Главный фильм 90-х.
Три пятилетки назад Тарантино взял на понт Каннский кинофестиваль и следом попытался подчистую обнести американскую киноакадемию – но уже без особого успеха: ему достался лишь утешительный «Оскар» за сценарий. Хотя кто знает, как все могло повернуться, не встань несокрушимой дылдой на пути «Чтива…» «Форрест Гамп» Роберта Земекиса. Обстоятельства сложились так, что назвать этот фильм режиссера-самоучки «новой классикой» можно было буквально через месяц после выхода на экран; сегодня подбираться к нетленке даже как-то боязно. Хит хитов, краеугольный камень, пример для всех.
Ни до, ни после в постмодернистских наборах цитат не было столько воздуха и жизни. Каким-то чудом «Криминальное чтиво» преодолело концентрированное тарантиновское желание взять лучшее из лучшего. Твист и Джон Траволта, Вьетнам и Кристофер Уокен, пушка и проповедь, боксерские перчатки и чоппер, треп и еще раз треп. Показательна в этом смысле сцена, в которой сбежавший от извращенцев Бутч (Брюс Уиллис) выбирает, чем бы отделать обидчиков: молоток? бейсбольная бита? бензопила? самурайский меч! Широта возможностей Тарантино завораживает. Поэтому и «Чтиво…» не занюханная коллекция кинематографических курьезов, а само мясо кино, плоть, разорванная и сшитая для новой жизни. Палп. Драматургически рассортированное «Криминальное чтиво» существует по законам роуд-муви.
От дорожной забегаловки в начале до той же забегаловки в финале – вроде бы кружа волчком на месте, это кино все же проделывает гигантский путь. Анекдот о семье помидоров и циничный рассказ о вьетнамских ветеранах засланы на территорию религиозной притчи о божественном вмешательстве. Не зря Бутч выезжает из кадра на мотоцикле по кличке Grace, то есть «Благодать». Это путешествие сквозь пространство и время. В далекий путь отправляется таинственный чемоданчик Марселаса Уоллеса, счастливые часы боксера Бутча, кокаиновая доза, занюханная брюнеткой Мией.
Главные события фильма разворачиваются в салоне автомобиля: чья-то смерть и чей-то побег от смерти, опасное романтическое свидание, разговор о французских гамбургерах. Неважно, едет эта машина из точки «а» в точку «б» или стоит на приколе в забегаловке, где молочный коктейль подносит Мэрилин Монро. Неважно, буквально она забрызгана чужими мозгами или фигурально. Три истории, по-аристотелевски схваченные единством времени и места, не перетекают одна в другую (два дня из жизни стрелков Винса и Жюля) и живут одновременной жизнью в едином замкнутом пространстве, сосуществуют в объеме истории кинематографа.
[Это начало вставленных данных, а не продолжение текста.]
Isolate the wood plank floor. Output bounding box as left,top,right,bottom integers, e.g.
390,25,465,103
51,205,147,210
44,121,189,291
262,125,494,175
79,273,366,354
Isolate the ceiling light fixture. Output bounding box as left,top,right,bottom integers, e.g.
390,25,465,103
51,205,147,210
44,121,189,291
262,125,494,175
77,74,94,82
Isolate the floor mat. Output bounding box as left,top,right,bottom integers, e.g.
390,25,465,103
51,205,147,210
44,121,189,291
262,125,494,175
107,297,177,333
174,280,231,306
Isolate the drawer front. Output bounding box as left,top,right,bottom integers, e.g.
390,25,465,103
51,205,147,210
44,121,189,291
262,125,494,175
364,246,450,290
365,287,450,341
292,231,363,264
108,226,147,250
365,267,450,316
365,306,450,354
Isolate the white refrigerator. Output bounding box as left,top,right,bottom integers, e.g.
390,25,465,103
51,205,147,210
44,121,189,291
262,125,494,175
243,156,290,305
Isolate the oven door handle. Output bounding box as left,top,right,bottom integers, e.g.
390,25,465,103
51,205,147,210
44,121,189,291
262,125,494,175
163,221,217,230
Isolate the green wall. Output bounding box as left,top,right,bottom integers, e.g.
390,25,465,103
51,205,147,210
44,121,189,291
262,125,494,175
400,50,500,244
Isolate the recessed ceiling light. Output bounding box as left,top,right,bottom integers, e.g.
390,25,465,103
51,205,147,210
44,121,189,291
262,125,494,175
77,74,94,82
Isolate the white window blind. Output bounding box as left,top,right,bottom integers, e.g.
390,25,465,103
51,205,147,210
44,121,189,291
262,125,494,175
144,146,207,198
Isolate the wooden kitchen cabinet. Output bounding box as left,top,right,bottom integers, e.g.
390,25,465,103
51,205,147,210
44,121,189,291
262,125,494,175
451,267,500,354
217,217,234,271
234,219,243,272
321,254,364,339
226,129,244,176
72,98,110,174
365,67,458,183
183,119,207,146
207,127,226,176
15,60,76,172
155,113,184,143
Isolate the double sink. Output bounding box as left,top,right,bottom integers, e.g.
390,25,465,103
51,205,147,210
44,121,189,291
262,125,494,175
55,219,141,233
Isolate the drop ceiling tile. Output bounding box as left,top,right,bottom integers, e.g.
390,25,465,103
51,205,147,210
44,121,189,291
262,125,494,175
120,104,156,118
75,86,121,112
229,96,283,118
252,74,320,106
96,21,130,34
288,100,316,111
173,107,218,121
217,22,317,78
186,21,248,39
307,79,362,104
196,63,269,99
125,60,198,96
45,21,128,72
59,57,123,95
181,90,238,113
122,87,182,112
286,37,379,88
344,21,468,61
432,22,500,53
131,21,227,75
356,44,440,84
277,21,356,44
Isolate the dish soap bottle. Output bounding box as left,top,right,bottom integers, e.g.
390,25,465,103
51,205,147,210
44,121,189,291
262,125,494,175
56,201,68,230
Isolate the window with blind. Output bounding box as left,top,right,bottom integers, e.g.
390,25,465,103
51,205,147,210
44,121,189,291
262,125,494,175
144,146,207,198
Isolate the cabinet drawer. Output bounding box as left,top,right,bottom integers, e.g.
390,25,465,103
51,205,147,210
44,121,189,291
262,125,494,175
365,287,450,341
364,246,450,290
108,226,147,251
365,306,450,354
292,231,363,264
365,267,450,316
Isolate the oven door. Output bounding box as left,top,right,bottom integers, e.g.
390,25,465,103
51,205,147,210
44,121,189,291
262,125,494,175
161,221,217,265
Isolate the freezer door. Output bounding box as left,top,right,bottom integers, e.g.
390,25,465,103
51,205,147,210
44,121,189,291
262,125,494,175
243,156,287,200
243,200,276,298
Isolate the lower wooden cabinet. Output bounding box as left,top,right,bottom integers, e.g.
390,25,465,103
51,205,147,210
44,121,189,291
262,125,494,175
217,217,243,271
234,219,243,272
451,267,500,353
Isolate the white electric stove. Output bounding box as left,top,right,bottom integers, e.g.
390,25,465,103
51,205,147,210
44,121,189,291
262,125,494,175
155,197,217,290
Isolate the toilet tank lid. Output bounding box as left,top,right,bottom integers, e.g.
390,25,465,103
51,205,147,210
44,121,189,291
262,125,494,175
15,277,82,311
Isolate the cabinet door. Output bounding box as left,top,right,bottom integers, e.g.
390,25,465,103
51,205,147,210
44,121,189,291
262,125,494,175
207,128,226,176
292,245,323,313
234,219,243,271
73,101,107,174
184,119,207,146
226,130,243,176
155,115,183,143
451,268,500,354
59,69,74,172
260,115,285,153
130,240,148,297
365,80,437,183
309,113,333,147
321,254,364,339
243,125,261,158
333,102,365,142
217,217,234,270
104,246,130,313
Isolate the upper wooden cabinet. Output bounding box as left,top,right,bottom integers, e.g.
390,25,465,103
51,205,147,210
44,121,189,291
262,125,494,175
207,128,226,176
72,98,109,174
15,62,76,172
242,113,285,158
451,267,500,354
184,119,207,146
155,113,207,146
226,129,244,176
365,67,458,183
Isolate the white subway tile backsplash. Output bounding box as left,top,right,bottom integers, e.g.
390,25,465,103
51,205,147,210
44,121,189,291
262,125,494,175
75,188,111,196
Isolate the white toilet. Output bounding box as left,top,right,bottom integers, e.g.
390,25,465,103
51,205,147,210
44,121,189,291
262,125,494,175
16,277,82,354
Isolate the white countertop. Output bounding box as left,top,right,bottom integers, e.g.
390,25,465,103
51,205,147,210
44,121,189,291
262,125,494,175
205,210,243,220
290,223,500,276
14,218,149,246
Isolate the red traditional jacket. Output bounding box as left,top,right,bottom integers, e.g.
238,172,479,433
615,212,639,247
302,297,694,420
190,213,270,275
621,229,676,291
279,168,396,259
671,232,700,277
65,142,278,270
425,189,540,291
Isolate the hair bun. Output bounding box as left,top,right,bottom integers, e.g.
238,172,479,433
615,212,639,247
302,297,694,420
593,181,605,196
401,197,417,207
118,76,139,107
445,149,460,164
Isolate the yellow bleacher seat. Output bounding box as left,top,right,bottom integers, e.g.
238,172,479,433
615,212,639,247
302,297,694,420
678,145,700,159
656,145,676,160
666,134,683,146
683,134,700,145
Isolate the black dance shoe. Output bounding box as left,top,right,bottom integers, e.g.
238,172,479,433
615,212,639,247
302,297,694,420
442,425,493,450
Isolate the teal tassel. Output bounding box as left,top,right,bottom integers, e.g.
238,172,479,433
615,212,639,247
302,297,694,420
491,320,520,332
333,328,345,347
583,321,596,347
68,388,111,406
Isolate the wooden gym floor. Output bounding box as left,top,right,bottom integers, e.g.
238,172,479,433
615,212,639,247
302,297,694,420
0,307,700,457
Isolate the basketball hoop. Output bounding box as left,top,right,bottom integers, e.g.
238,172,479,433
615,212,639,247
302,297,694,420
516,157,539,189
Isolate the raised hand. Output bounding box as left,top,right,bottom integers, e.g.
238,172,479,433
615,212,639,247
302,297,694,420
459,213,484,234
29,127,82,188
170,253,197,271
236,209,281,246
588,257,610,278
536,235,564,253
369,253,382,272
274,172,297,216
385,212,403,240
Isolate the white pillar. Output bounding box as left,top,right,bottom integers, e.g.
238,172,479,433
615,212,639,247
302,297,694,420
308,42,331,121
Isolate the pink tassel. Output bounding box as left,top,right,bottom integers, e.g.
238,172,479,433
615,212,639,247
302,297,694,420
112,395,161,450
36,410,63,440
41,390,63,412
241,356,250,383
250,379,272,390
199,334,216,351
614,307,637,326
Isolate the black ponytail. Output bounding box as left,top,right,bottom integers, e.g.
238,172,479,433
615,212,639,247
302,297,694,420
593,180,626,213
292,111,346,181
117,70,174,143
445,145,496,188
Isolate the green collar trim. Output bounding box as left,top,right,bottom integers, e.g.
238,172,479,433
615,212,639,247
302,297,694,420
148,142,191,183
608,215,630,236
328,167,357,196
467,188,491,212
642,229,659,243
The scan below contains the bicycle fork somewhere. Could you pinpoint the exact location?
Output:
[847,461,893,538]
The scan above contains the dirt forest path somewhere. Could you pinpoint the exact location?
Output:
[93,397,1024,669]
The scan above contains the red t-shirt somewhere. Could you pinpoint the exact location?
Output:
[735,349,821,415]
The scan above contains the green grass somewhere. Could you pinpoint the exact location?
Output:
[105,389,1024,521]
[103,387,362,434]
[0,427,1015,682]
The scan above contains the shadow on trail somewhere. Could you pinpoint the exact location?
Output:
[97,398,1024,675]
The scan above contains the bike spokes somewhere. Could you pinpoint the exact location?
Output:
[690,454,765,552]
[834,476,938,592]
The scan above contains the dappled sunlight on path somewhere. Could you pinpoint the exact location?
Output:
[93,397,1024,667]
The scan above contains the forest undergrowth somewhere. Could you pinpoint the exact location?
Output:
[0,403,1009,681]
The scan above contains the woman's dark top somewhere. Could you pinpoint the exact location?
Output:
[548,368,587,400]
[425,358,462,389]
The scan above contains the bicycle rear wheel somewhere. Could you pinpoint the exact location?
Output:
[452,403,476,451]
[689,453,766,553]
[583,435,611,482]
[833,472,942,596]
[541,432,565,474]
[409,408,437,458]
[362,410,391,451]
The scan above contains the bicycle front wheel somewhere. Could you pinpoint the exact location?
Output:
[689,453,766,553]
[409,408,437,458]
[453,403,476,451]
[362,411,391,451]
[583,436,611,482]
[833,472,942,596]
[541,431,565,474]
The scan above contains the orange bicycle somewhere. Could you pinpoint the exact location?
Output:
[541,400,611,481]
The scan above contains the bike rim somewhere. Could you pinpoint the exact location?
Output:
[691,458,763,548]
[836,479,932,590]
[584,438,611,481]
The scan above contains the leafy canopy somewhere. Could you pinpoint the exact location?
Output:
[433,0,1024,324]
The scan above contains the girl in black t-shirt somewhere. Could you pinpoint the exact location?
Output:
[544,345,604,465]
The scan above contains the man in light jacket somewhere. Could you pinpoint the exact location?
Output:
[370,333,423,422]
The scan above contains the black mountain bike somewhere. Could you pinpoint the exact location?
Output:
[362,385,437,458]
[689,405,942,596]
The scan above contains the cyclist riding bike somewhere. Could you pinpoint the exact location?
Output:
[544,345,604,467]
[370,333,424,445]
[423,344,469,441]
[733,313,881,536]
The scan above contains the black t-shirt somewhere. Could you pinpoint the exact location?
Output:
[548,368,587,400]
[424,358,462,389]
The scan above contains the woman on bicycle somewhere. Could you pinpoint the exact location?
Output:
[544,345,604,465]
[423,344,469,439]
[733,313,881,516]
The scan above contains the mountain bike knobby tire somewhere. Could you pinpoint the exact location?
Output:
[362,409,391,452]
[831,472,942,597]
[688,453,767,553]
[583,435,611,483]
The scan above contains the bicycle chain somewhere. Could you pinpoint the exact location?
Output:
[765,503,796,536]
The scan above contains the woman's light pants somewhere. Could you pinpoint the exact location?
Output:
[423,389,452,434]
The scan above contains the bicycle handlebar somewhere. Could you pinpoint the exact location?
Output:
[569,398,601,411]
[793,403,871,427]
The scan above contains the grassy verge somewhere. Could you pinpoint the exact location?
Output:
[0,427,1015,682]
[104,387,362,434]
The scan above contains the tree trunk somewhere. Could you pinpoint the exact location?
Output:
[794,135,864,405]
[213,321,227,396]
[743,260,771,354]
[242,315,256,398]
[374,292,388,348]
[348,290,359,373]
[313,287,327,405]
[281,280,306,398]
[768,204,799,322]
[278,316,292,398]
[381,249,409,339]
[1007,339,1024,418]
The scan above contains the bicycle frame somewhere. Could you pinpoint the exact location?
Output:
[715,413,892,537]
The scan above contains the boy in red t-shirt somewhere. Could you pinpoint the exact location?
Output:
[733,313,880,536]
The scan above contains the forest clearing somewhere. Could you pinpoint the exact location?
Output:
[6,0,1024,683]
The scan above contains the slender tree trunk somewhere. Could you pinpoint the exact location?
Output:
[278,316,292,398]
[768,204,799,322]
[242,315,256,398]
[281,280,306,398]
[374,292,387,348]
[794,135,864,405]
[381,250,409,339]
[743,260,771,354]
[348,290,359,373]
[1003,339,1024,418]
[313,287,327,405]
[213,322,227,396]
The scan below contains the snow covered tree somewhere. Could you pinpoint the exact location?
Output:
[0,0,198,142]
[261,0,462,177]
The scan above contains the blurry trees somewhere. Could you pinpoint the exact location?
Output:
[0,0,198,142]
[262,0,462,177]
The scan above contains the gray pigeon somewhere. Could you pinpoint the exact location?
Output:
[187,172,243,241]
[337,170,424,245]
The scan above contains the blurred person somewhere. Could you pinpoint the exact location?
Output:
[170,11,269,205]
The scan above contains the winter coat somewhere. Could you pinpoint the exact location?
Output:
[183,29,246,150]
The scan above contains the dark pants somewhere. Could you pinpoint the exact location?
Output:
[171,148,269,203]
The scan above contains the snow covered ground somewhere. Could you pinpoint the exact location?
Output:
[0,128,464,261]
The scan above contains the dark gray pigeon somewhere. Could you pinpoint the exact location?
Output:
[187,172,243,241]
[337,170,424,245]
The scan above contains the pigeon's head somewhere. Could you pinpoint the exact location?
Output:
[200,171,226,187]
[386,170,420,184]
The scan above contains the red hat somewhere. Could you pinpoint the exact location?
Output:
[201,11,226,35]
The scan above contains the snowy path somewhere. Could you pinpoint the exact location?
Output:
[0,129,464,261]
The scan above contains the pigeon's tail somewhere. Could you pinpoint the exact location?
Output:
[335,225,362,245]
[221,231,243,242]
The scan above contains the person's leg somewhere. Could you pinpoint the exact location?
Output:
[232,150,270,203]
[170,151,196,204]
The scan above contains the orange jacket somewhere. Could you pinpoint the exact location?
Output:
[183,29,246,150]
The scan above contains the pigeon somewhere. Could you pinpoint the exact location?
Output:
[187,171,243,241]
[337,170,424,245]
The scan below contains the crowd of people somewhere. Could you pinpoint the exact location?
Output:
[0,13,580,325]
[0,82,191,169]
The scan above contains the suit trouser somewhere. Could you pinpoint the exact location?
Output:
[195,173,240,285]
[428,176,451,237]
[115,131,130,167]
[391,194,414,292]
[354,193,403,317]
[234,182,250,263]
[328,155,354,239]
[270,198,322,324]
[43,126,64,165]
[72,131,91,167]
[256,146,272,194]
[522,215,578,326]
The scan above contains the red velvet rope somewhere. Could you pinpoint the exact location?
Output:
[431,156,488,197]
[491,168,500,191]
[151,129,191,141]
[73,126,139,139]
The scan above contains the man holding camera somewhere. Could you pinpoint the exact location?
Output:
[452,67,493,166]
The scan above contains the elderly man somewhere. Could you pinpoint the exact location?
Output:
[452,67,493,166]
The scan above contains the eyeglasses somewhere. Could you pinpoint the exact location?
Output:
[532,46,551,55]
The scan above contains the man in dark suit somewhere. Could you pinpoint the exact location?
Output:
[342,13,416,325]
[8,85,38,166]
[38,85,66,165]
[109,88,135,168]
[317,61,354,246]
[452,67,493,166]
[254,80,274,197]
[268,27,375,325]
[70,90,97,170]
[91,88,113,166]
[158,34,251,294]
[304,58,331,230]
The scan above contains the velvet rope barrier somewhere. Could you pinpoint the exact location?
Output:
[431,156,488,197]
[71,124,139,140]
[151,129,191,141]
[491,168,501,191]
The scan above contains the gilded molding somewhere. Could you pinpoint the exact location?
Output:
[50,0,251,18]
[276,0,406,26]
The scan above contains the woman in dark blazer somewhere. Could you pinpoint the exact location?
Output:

Занятно, но до ужаса логично, что в Каннах «Чтиво…» предпочли, среди прочего, «Красному» Кшиштофа Кесьлевского, который так же, как и Тарантино, настаивал на том, что все связано. Но Кесьлевский-то говорил о связях большого мира. Тарантино взял намного уже, и вышло правдивее. Зная, что идеальное движение совершается кругообразно и без цели, Тарантино мохнатым шмелем облетает свои кинематографические угодья от одного вкусного цветка к другому: Годар, самураи, хичкоковские макгаффины, боксеры, большие пушки, лучшая музыка 70-х, гангстеры в белых рубашках. Физика этого полета науке до конца не ясна, но что физические законы детям видеотеки? Возможно, лет через пятьдесят какойнибудь читатель спросит: да кто он такой, этот Тарантино?
Ответ на этот вопрос в фильме тоже есть. Он рачительный домохозяин в затрапезном халате с кружкой пахучей американы в руке. Он тот, кто знает, какие тряпки можно найти в гараже, если хорошенько покопаться. Он может подолгу торговаться с Харви Кейтелем из-за подаренного на свадьбу покрывала – потому что каждая вещь в этом хозяйстве на месте. Да, и было бы неплохо спальню дубовой мебелью обставить.